Wet hydrogen sulphide (H2S) service environments create a specific and severe cracking risk in carbon and low-alloy steel pressure equipment. The combination of H2S, water, and susceptible steel produces atomic hydrogen that diffuses into the steel lattice — initiating sulphide stress cracking (SSC), stepwise cracking (SWC), and stress-oriented HIC (SOHIC).

What It Is

Damage Mechanisms and PAUT Detection

Sulphide Stress Cracking (SSC)

SSC initiates at the steel surface in regions of high tensile stress — typically at welds, HAZ, or stress concentration locations — and propagates perpendicular to the applied stress. SSC cracks are tight, planar, and often surface-breaking or near-surface. PAUT shear wave inspection from the pipe or vessel surface, with appropriate focal laws for the near-surface zone, is the primary detection technique. ACFM provides complementary surface-breaking crack detection capability.

Stepwise Cracking (SWC) and SOHIC

SWC and SOHIC involve hydrogen blisters and planar cracks that connect through the wall in a stepwise pattern perpendicular to the principal stress. The critical detection challenge is the vertical (through-wall) connectivity of the stepwise crack path — which may not be detectable with the standard horizontal beam angles used for lamination scanning. PAUT with steep-angle focal laws and TOFD supplement are required to characterise SOHIC-type cracking through the wall.
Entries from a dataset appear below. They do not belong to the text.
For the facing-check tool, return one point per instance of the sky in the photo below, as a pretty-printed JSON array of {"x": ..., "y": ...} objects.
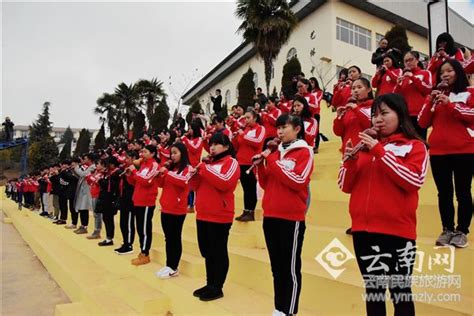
[{"x": 69, "y": 53}]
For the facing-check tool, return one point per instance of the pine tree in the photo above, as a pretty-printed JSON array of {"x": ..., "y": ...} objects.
[
  {"x": 246, "y": 88},
  {"x": 83, "y": 143},
  {"x": 291, "y": 69},
  {"x": 99, "y": 141},
  {"x": 161, "y": 115},
  {"x": 66, "y": 151},
  {"x": 68, "y": 135},
  {"x": 42, "y": 150}
]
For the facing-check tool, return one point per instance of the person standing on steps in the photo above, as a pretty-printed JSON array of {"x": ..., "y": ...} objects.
[
  {"x": 214, "y": 183},
  {"x": 285, "y": 177}
]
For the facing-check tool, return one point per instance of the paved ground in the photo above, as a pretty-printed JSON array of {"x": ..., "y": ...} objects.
[{"x": 27, "y": 287}]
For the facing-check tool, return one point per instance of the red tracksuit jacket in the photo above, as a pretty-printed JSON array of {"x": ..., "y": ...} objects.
[
  {"x": 353, "y": 122},
  {"x": 453, "y": 124},
  {"x": 269, "y": 122},
  {"x": 194, "y": 147},
  {"x": 285, "y": 179},
  {"x": 249, "y": 144},
  {"x": 214, "y": 186},
  {"x": 145, "y": 182},
  {"x": 174, "y": 196},
  {"x": 384, "y": 184},
  {"x": 387, "y": 82},
  {"x": 415, "y": 90}
]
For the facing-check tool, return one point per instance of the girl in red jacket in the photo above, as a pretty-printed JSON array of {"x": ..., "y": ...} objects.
[
  {"x": 452, "y": 150},
  {"x": 414, "y": 85},
  {"x": 445, "y": 50},
  {"x": 214, "y": 183},
  {"x": 285, "y": 178},
  {"x": 301, "y": 109},
  {"x": 249, "y": 143},
  {"x": 173, "y": 203},
  {"x": 354, "y": 117},
  {"x": 385, "y": 79},
  {"x": 383, "y": 182},
  {"x": 144, "y": 198}
]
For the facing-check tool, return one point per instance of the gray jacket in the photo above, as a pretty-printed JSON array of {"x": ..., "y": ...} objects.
[{"x": 83, "y": 199}]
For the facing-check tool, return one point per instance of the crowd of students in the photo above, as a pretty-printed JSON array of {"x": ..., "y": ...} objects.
[{"x": 385, "y": 160}]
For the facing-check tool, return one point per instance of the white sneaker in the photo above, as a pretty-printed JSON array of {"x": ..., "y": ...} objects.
[{"x": 166, "y": 273}]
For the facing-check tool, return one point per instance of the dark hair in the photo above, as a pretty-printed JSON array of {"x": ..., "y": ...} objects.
[
  {"x": 366, "y": 83},
  {"x": 306, "y": 113},
  {"x": 450, "y": 49},
  {"x": 461, "y": 83},
  {"x": 184, "y": 161},
  {"x": 254, "y": 113},
  {"x": 222, "y": 139},
  {"x": 196, "y": 128},
  {"x": 316, "y": 83},
  {"x": 294, "y": 121},
  {"x": 397, "y": 103},
  {"x": 356, "y": 67}
]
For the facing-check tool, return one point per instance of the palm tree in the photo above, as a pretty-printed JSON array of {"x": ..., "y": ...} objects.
[
  {"x": 129, "y": 102},
  {"x": 268, "y": 25},
  {"x": 150, "y": 92}
]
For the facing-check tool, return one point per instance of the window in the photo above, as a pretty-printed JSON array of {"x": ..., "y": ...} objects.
[
  {"x": 227, "y": 97},
  {"x": 353, "y": 34},
  {"x": 292, "y": 53}
]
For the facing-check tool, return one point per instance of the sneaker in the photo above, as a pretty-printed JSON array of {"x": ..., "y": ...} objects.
[
  {"x": 124, "y": 250},
  {"x": 166, "y": 273},
  {"x": 106, "y": 243},
  {"x": 141, "y": 259},
  {"x": 199, "y": 292},
  {"x": 211, "y": 294},
  {"x": 94, "y": 235},
  {"x": 247, "y": 217},
  {"x": 81, "y": 230},
  {"x": 459, "y": 240},
  {"x": 445, "y": 238}
]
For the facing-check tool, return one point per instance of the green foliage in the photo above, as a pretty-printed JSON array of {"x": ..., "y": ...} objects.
[
  {"x": 268, "y": 25},
  {"x": 246, "y": 88},
  {"x": 291, "y": 69},
  {"x": 99, "y": 141},
  {"x": 83, "y": 143}
]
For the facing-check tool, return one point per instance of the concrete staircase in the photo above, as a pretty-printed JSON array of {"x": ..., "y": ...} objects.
[{"x": 99, "y": 282}]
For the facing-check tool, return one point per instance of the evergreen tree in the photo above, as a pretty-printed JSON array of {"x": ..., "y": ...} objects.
[
  {"x": 291, "y": 69},
  {"x": 246, "y": 88},
  {"x": 99, "y": 141},
  {"x": 83, "y": 143},
  {"x": 42, "y": 150},
  {"x": 161, "y": 115},
  {"x": 68, "y": 135},
  {"x": 66, "y": 151}
]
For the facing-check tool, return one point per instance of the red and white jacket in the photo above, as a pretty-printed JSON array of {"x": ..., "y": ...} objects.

Calibration to Wet H2S Crack Morphology

Wet H2S PAUT inspection procedures are calibrated using reference blocks containing electrolytically induced hydrogen damage and machined notches that simulate the crack orientations and aspect ratios of SSC, SWC, and SOHIC. This ensures that the detection sensitivity established in calibration is relevant to the actual damage population that the inspection is designed to find.

Applications

        Refinery sour service pressure vessel inspection — reactors, separators, absorbers

        Amine unit vessel and piping wet H2S inspection

        Sour gas processing pressure equipment inspection

        Hydroprocessing reactor and heat exchanger inspection in H2S-containing service

        Pipeline and piping in sour service — internal H2S cracking assessment

        Fitness-for-service assessment input for sour service equipment with identified cracking

Output & Reporting

Reports include defect location referenced to vessel geometry, through-wall position, crack depth and extent, damage mechanism classification (SSC / SWC / SOHIC), and fitness-for-service disposition against API 579, ASME FFS-1, or NACE MR0103 damage assessment criteria. Reporting is structured to support the asset integrity management and regulatory inspection requirements of the sour service industries.